From a Prix Goncourt writer hailed by Milan Kundera as the "heir of Joyce and Kafka," a novel, first published in France in 1997, about an escaped slave in Martinique and the killer hound that pursues him.
Slave Old Man conjures a metamorphosis of similar pathos and wonder ... Mr. Chamoiseau writes in a wild medley of French and Creole, sliding from dialect to classical expression like a freeform jazz musician. Linda Coverdale’s translation, the first in English, is gloriously unshackled, reveling in what she calls Mr. Chamoiseau’s 'fond disrespect for words' to forge innovative musical phrasings. The forest of world literature can be a bewildering place to navigate and one good trick is to find a translator you trust and follow her wherever she leads. Those who do so with Ms. Coverdale, one of the best French translators working, will discover such marvelous writers as Jean Echenoz, Emmanuel Carrère and Annie Ernaux. And they will come to this beautiful book, by a writer who’s as original as any I’ve read all year.

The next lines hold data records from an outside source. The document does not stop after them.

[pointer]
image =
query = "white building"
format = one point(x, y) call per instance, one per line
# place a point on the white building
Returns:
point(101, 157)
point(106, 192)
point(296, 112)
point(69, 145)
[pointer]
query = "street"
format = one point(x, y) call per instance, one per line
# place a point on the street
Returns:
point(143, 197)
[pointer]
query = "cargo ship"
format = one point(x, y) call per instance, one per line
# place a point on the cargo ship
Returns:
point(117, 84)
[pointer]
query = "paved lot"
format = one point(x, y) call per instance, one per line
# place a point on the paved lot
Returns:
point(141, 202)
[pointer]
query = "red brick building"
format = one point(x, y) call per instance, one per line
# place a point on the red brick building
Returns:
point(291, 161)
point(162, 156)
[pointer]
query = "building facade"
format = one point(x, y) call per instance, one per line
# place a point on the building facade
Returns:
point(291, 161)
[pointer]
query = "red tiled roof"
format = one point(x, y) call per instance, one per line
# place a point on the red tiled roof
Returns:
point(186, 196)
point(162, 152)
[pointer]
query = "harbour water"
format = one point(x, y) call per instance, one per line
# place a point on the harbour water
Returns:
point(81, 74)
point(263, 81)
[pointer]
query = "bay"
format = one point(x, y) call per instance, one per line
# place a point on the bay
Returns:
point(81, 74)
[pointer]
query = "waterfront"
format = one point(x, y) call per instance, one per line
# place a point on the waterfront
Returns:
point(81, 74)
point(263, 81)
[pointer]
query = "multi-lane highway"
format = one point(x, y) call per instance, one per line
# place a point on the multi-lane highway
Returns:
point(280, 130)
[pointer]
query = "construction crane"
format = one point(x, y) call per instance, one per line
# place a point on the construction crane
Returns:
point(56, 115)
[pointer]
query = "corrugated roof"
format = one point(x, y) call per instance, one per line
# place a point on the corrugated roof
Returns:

Imagine Walt Whitman adapting Apocalypto and you might approximate the awe and adrenaline of Chamoiseau’s action pastoral ... His exhilarating flight evokes the shock of freedom with tactile immediacy ... If the runaways of American literature seek autonomy and self-ownership, Chamoiseau’s maroon enters a 'Great Woods' where distinctions between past and present, human and animal, Old World and New dissolve ... Slave Old Man transpires in a solitude that can be limiting. Chamoiseau’s descriptions of the forest—beautifully translated from French and Creole by Linda Coverdale—are exhilarating, but the old man never quite comes into focus against the background of foliage and verbiage. A character without relationships or concrete memories, he risks becoming a cipher ... If the old man proves himself to anyone, it is his canine pursuer ... The sparks from their contest kindle this bonfire of a book, a maroon story written with 'a folktale parlance and a runner’s wind.'
Slave Old Man is Chamoiseau’s strongest work since his masterpiece, Texaco ... Slave Old Man is a cloudburst of a novel, swift and compressed — but every page pulses, blood-warm ... The prose is so electrifyingly synesthetic that, on more than one occasion, I found myself stopping to rub my eyes in disbelief.